Only so much could be attributed to the loss of his reindeer, which is what they’d assumed was wrong at first. But as Kristoff seemed to become more and more ill, despite how much food he kept demanding and voraciously eating, Henrick found himself longing for how his son had been only a week ago.
“What...what if he’s really a-?” Ida started.
“Don’t.” Henrik said, but he pulled her into a tight embrace as they continued watching the child in Kristoff’s bed, a tuft of blonde hair sticking out over the blanket, “Don’t say it.”
“Can we take him to the church tomorrow?” Ida asked, looking up at him, tears in her eyes, “Just, just to have the priest make sure.”
“Alright.” Henrick said, his breath shaking just a bit, “We’ll take him to the church tomorrow.”
“Thank you.” Ida said softly.
“Go to bed, I’ll come in a moment.” Henrick said, letting her go.
She nodded, glancing back at Kristoff before leaving.
Henrick stood in the dark quiet of the night, silently watching the boy sleep as the house creaked in the night wind around them, the dim light of a candle flickering around the small room.
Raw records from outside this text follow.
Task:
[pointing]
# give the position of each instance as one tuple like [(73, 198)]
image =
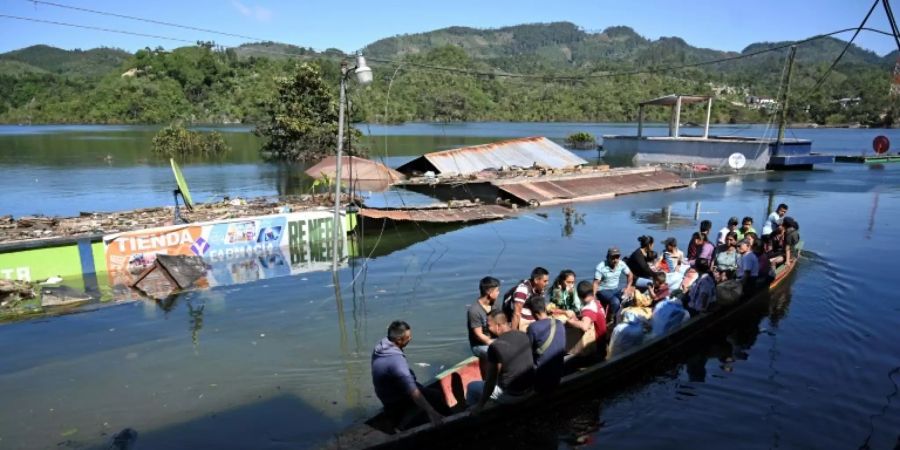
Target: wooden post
[(677, 114), (784, 100), (640, 120), (708, 114)]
They’d take Kristoff to the church tomorrow and get the priest's blessing, they’d pay the doctor to come around again and get him to give them a straight answer about what was wrong with their boy and how to fix it. Henrick would buy Kristoff a new reindeer, he’d let him stay inside with his mother as much as he wanted, he’d do anything he had to to get his son back to the way things had been.
He felt a chill run down his spine as a sharp draft whipped through the room, snuffing out the candle at the bedside and dropping the room into darkness.
Henrick looked over his shoulder, despite knowing no one was there, unable to shake a sudden creeping feeling that had come over him. Where had a draft that strong come from?
He crossed the room, his eyes slowly adjusting in the darkness as he pulled a match from his pocket, striking it and relighting the bedside candle. He picked up the empty ceramic water pitcher as he turned to leave the room for the night, unable to keep from glancing one more time at Kristoff’s bed.
For years afterward the neighbors would tell in hushed whispers about being woken by Henrick and Ida’s screams in the middle of the night, of rushing to their aid with crossbows and axes, expecting to find that a wolf or a bear had broken into their son’s bedroom.
But instead finding them both standing amid the shards of a smashed water pitcher, the wife having fainted dead away at the sight of an old crumbling log rotting in their son’s bed.